Germany’s Parliament, after years of discussions and a draft bill two years ago, has enacted the law tightening the rules around sham paternities, where individual men with German citizenship acknowledge paternity for the children of foreign women, usually in exchange for payment, despite not having a biological connection to the child or a romantic one for the mother.
This ensures residency rights for the mother, who has custody, and a German passport for the child, whose connection to the German father is legally recognized, according to Der Mediendienst Integration (MDI), a central information research service covering migration.
A Long-Running Issue
The so-called “fake” or “sham fathers” scam has been an issue for the German immigration system for over a decade. The first draft law aimed at countering this issue was created in 2008, but Germany’s constitutional court rejected it because it could potentially make children stateless.

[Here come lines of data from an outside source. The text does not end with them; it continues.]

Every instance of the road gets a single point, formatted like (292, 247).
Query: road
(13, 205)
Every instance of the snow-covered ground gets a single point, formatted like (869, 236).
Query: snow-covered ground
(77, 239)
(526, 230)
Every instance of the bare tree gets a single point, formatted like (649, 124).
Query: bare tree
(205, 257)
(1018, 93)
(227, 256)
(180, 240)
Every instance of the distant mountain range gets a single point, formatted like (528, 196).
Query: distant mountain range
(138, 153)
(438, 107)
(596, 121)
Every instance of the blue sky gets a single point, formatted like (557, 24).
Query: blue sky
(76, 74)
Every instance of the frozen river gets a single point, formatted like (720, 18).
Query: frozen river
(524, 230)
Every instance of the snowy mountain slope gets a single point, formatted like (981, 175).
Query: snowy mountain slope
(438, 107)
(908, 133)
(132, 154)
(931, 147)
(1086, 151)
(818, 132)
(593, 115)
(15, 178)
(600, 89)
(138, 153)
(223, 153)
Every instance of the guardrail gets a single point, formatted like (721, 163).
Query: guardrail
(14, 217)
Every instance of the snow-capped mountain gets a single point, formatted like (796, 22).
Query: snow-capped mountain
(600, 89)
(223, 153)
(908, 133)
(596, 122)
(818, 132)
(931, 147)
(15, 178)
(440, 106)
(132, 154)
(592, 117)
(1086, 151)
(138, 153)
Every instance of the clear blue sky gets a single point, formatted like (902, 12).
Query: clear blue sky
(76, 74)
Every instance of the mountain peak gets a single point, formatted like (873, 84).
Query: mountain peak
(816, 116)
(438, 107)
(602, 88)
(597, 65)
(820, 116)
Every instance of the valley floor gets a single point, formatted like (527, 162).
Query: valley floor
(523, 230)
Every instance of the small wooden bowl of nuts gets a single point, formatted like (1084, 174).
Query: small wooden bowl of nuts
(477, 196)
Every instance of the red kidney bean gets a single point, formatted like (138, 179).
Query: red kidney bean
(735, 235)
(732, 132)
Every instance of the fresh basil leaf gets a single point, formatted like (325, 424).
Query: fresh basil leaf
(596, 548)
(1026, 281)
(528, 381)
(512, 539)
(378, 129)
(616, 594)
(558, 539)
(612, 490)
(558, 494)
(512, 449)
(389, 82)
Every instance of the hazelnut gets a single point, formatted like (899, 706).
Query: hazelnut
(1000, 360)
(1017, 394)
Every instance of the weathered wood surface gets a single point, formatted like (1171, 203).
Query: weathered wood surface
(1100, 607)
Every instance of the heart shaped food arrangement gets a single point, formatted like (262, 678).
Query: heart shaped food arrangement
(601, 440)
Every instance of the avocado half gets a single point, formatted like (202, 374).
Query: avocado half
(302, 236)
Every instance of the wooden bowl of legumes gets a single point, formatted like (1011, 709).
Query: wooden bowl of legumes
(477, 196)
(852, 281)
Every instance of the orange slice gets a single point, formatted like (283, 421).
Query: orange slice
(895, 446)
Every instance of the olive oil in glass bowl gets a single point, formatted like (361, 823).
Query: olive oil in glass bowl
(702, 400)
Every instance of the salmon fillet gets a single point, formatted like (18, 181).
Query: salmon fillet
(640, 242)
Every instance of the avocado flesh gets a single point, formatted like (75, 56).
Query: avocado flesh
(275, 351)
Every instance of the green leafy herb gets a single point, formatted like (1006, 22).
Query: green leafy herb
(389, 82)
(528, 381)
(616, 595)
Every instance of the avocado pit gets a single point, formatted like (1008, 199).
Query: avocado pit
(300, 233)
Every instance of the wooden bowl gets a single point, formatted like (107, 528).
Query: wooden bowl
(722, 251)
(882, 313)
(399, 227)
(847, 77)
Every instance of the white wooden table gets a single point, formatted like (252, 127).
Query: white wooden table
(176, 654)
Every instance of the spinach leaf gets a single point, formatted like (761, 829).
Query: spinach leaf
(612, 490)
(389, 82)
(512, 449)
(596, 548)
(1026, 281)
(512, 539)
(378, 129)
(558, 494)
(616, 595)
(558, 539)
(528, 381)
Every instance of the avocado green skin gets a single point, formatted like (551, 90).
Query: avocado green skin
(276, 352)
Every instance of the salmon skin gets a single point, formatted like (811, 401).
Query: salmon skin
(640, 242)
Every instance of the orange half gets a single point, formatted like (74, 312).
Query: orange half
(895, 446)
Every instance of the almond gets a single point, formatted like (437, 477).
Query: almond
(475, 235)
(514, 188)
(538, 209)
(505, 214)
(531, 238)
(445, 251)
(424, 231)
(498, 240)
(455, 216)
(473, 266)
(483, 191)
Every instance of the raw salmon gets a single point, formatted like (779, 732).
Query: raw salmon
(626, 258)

In 2017, several media outlets reported on the “epidemic” of false paternity claims, with some estimating as many as 5,000 instances a year. This was the number the government was aware of, meaning the actual number was expected to be higher.
Deutsche Welle reported in 2017 on broadcaster RBB’s estimate of 700 false paternity claims in Berlin alone, with Martin Steltner, a spokesperson for the Berlin state prosecutors’ office at the time, saying they had found a man who had claimed paternity for ten different children.
At the time, many worried about how to regulate the phenomenon without endangering the children and about whether the state could probe into personal lives by ordering DNA tests to prove paternity.
In 2024, the justice and interior ministers told reporters that authorities processed 1,769 possible cases of fraud between January 2018 and December 2021, with around 290 considered actual cases. AFP reported a further 1,800 examinations at German diplomatic missions abroad.
The State Pays Schemers
Since the 2010s, several striking cases have been uncovered. Paternity acknowledgement had become a very lucrative business model, with most fathers officially not having any money, thus receiving social benefits from the state and frequently a downpayment from the mothers.
According to Tagesspiegel, Johnathan A. was one of these men: officially penniless, he claimed paternity for 24 children, and with no official means of financial support, the state paid him child support for each child, up to €22,500 per month overall.
Bundestag lawmaker Cornell-Anette Babendererde from the ruling conservative CDU party also highlighted an incident during the law’s reading on 12 June: a man from Lower Saxony acknowledged 47 children.
These remain outlier cases, but the scope of the issue remains largely unknown since official reports are scarce.
What the Bill Entails
The bill introduces several new authentication processes to avoid fraudulent claims, which affect thousands of binational families, with the draft bill suggesting that about 65,000 cases per year will be affected.
Foreigners’ offices (Ausländerbehörden) will now be required to sign off on the recognition of paternity whenever a citizen or long-term resident acknowledges paternity to a child whose mother has no residency or tolerated stay (Duldung). If the parent is the biological father, abuse is ruled out, and the civil registry verifies the claim, the foreigner’s office approval is not required.
The office will also gain the right to revoke approval in cases of bribery, threats, and intentional withholding of information. Providing false or incomplete information can lead to criminal charges. Statutory assumptions will streamline the legal proceedings by changing the rules around producing evidence.
Tagesspiegel reported that there are ways to prove the situation is clearly “not abusive,” including if the father and mother are married after the birth, have lived under the same roof for at least 18 months, or if the child has siblings.
There is also the possibility of undergoing a DNA test to prove paternity without a doubt. Under German law, social paternity also becomes evident in how the child interacts with the father and whether the father takes on parenting responsibilities or pays child support before application.
Controversy: AfD’s Alternative
The law did not pass without controversy: both human rights advocacy groups and Bundestag parties spoke out against differing aspects of the law.
Green Party MP Filiz Polat highlighted that the relatively low number of sham paternities is disproportionate to the amount of bureaucratic work now required to review 65,000 proceedings annually, while placing general suspicion on binational families by default.
The far-right AfD party’s parliamentary group submitted their own draft bill. This bill would have mandated the presence of immigration authorities in all cases where one parent is non-German and thus requires paternity recognition. In this draft, the burden of proof lies with the parent seeking acknowledgment, and it offers DNA tests as unequivocal proof of paternity. This version failed to secure a majority.
Advocacy Groups: Enacted Law Exposes Children
Advocacy groups have highlighted that the law targets the most vulnerable families, exposing children, arguing that this is done not to stop fraudulent cases but to address residency status differences. The Association of Binational Families and Partnerships, the only advocacy group for binational, migrant, and transnational families and couples at the federal, state, and local levels, warned in a Facebook post that couples living in different countries during pregnancy are especially vulnerable.
“When proceedings are delayed, children are left without a parent with legally recognized parental status – with tangible consequences: uncertain residency status, lack of benefits, and, in the worst case, even statelessness,” they wrote. “Another problem is that families living across borders must expect even longer separations because family reunification is also delayed.”
The law has now officially passed and has been enacted, having taken effect the day after the vote.